Keutamaan dan Kedudukan

Dastur al-Madinah[1] adalah diantara nama perjanjian ini selain Shahifah al-Nabi[2], Shahifah al-Madinah[3], Pesan Madinah[4] dan Undang-Undang Dasar Madinah[5] Adanya perjanjian ini adalah langkah politik Nabi Muhammad saw yang terpenting[6] yang pada satu sisi mengatur hubungan antara kaum muslimin dengan non muslim Madinah, dan pada sisi lain memperat hubungan secara internal kaum muslimin.[7] Oleh karena itu, Piagam Madinah disebut sebagai konvensi yang memuat prinsip-prinsip hubungan internal dan eksternal di pemerintahan Islam yang masih muda.[8] Dan perjanjian ini juga disebut sebagai metode penyelesaian permasalahan yang melampaui zamannya dengan bersumber dari ajaran Islam. Perjanjian ini diakui telah menghasilkan perdamaian abadi di dalam masyarakat.[9]

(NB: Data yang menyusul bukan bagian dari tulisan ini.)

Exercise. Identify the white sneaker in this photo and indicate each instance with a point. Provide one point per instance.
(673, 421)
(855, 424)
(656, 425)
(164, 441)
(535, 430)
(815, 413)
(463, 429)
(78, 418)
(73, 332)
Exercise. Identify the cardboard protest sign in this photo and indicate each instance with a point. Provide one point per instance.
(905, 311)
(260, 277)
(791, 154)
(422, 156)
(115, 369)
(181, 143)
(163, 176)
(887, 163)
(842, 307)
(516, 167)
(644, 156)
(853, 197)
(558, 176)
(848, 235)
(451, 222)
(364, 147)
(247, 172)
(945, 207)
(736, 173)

Sebagian dari peneliti dan sejarawan kontemporer, menyebut Piagam Madinah merupakan dokumen yang sangat penting yang telah dideklarasikan oleh Nabi Muhammad saw.[10] Mereka juga percaya bahwa dokumen bersejarah ini dapat menjadi sumber untuk memahami hubungan masyarakat pada awal sejarah Islam di Madinah.[11]

Menurut Piagam Madinah, Nabi Muhammad saw disepakati memiliki wewenang untuk menyatakan perang atau damai, dan juga satu-satunya yang memiliki kewenangan untuk menyelesaikan perselisihan di Madinah.[12] Perjanjian ini juga di samping berperan mempersatukan kaum muslimin, juga mencegah komunitas Yahudi di Madinah untuk bekerjasama dengan kaum kafir Quraisy dan musuh Islam lainnya.[13]

Muatan

Diantara poin penting dari Piagam Madinah adalah mengatur hubungan internal kaum muslimin satu sama lain dan bagian lainnya adalah mengatur hubungan kaum muslimin dengan kaum Yahudi.[14]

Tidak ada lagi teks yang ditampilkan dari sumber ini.